The International Chamber of Commerce (ICC) and Carbon Measures have appointed 10 members to its new Technical Expert Group on Carbon Accounting.
They include Microsoft’s head of sustainability science and innovation, Amy Luers; Bayer’s head of engineering and technology, Armin Knors; and the chief financial officer of Tata Steel Group, Koushik Chatterjee.
Carbon Measures was launched last year, with the backing of Exxon, BASF and Bayer.
With the ICC, it wants to create a new ledger-based framework for calculating greenhouse gas emissions, which will potentially offer an accounting alternative to the GHG Protocol.

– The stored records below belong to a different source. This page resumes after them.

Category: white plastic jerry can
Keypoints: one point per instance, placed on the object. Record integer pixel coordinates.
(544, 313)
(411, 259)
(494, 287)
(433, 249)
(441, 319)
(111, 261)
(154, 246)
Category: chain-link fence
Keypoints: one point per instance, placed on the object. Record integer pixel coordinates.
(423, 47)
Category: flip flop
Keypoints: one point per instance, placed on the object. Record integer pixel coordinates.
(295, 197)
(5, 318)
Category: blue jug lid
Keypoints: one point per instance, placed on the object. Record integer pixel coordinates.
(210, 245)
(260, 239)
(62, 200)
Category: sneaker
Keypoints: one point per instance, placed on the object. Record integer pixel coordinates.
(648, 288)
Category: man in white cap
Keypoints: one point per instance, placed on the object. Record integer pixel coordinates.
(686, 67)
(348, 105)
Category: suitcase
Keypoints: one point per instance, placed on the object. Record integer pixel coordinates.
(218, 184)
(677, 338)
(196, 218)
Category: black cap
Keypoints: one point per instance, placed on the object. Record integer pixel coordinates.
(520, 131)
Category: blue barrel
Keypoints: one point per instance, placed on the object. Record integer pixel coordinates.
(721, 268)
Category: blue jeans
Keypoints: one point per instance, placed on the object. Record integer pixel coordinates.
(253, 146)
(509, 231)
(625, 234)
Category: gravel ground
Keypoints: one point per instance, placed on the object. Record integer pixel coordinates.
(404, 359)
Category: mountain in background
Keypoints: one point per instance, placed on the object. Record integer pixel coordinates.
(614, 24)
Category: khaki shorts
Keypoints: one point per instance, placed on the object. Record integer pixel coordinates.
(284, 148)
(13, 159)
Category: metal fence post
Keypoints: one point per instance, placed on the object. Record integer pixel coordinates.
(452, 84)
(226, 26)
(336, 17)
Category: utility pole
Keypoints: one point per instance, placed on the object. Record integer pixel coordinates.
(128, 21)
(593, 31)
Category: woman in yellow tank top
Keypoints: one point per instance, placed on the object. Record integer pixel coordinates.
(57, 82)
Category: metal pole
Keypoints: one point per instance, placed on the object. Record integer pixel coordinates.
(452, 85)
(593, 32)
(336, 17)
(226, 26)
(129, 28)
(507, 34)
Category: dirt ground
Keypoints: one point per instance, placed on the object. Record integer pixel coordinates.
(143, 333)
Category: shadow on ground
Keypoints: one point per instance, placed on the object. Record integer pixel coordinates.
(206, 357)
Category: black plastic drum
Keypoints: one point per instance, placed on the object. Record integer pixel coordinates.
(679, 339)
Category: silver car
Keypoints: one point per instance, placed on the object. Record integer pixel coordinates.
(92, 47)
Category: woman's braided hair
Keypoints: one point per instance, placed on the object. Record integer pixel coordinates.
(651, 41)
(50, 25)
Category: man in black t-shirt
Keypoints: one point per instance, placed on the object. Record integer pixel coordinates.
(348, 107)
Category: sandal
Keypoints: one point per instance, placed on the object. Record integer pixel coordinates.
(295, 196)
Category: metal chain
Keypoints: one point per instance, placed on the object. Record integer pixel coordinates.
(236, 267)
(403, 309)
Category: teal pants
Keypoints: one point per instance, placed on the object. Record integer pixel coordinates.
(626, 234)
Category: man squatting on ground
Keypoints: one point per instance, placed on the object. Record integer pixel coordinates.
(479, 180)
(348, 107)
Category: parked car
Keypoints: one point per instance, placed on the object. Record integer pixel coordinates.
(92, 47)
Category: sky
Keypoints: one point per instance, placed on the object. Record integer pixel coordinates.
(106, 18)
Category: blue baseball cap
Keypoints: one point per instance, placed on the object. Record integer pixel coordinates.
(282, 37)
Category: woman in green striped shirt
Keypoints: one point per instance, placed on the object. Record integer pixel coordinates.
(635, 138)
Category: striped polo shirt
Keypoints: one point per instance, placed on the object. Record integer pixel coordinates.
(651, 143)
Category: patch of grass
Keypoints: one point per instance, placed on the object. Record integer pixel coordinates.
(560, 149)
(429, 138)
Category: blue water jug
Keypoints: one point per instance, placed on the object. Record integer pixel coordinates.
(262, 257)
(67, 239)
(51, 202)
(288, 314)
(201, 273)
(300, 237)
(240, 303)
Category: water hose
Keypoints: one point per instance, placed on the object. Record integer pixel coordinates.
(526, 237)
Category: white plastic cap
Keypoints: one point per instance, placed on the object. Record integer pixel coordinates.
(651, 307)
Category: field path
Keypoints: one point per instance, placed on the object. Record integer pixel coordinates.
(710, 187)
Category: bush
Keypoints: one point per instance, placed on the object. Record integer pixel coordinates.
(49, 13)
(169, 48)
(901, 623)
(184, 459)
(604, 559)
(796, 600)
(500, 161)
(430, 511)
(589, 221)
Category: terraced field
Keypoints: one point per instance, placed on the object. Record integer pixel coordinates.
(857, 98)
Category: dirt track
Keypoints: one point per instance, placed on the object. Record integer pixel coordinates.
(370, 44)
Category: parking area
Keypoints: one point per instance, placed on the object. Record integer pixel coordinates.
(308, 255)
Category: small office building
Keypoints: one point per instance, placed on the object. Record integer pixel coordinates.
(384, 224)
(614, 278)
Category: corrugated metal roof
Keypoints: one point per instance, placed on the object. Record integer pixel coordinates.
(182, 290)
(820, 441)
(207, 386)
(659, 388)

Real Economy Progress explains the initiative in more detail in this article.
“The first group reflects a shared ambition to establish a system that will accurately differentiate low-carbon products, enabling policy and market competition to accelerate meaningful emissions reductions,” said Amy Brachio, the CEO of Carbon Measures, in a statement.
Alicia Seiger, a board director at both the Chan Zuckerberg Initiative and the E-Ledgers Institute, is also on the new technical committee, along with senior figures from finance and academia.
The application window has been extended to February 15th, and the second cohort of panel members is expected to be announced shortly after that.